Dubai Internet City (DIC) (مدينة دبي للإنترنت) is a neighborhood and an information technology and business park created by the Government of Dubai as a free economic zone in Dubai, United Arab Emirates.

==History==
Dubai Internet City, a member of Dubai Holding subsidiary TECOM Investments, was founded in October 1999, and it opened its doors in October 2000. It was established by Sheikh Mohammed bin Rashid Al Maktoum. It housed 100 companies at the time of launch. In August 2000, Siemens Business Services (SBS), Cisco, and Sun Microsystems received Dubai Internet City’s first major infrastructure contracts.

Dubai Internet City, launched in 1999, is a technology district in Dubai that hosts offices, research centers, and facilities used by global companies and startups.

As of 2019, Dubai Internet City housed over 1,600 companies and has become the regional base of many of the world's news agencies as well as the main digital content generator for Arabic media.

Data center infrastructure provider Khazna announced it was establishing two new data centers in Dubai Internet City in 2022. In the same year, Intel announced the opening of its first artificial intelligence research and development center at Dubai Internet City. Visa established its headquarters for the CEMEA region and technology conglomerate Meta Platforms also established its regional headquarters in the UAE at Dubai Internet City in 2022.

In 2023, Dubai Internet City signed a strategic partnership with German Entrepreneurship GmbH to provide support to German start-up companies seeking to do business in Dubai. In the same year, technology company Yango expanded its offices into Dubai Internet City.

The economic rules of Dubai Internet City allow companies to be exempt from all taxes and customs duty for a period of 50 years guaranteed by law. The park’s status as a free economic zone also allows it to offer 100% foreign ownership, similar to other designated economic zones in the United Arab Emirates.

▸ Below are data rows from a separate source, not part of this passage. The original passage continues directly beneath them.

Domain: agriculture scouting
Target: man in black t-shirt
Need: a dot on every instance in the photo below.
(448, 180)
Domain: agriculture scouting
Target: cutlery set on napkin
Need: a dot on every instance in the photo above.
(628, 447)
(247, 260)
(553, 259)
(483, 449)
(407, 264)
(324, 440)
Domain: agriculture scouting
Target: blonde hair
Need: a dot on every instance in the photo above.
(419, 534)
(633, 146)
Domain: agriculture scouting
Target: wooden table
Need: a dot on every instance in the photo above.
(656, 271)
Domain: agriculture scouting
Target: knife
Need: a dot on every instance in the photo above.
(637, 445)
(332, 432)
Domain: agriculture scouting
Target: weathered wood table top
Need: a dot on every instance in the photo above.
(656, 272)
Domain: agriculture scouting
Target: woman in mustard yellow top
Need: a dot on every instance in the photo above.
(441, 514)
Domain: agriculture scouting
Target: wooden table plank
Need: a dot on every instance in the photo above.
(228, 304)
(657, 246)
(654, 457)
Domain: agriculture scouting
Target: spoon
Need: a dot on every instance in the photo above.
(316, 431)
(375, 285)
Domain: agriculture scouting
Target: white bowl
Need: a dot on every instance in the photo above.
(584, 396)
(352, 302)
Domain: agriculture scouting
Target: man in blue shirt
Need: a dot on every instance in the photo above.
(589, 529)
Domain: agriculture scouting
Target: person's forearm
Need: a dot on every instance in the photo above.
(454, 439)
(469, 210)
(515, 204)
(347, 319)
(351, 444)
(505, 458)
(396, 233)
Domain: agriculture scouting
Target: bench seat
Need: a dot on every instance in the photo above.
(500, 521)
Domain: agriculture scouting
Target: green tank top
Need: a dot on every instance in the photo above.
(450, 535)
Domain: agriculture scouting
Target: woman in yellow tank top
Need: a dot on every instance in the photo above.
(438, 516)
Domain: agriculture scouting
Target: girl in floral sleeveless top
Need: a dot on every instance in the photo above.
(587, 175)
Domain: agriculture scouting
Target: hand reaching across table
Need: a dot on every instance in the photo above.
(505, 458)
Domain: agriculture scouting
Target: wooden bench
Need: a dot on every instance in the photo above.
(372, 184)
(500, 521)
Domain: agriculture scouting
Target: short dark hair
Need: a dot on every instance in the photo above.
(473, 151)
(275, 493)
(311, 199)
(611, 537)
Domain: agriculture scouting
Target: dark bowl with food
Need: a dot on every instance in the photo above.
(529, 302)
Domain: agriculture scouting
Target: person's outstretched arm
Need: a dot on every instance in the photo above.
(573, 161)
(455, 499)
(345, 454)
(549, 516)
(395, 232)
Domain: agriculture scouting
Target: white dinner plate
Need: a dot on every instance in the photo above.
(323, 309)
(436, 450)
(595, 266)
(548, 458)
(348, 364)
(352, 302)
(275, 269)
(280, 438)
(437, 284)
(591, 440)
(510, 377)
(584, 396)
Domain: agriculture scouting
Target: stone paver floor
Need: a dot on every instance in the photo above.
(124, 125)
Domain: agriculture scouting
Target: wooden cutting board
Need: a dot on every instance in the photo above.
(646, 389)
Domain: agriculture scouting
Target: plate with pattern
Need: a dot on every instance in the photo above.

These freedoms have led many global information technology firms, such as Facebook, LinkedIn, Google, Dell, Intel, Huawei, Samsung, SAP, Microsoft, IBM, Oracle Corporation, Tata Consultancy, 3M, Sun Microsystems, Cisco, HP, Nokia, Cognizant, Accenture, Hisense and as well as UAE-based companies such as Tecom Group, Ducont, to move their regional base to the DIC. DIC is located adjacent to other industrial clusters such as Dubai Media City and Dubai Knowledge Park (formerly Dubai Knowledge Village).

Dubai Internet City is a frequent participant in the GITEX GLOBAL trade show.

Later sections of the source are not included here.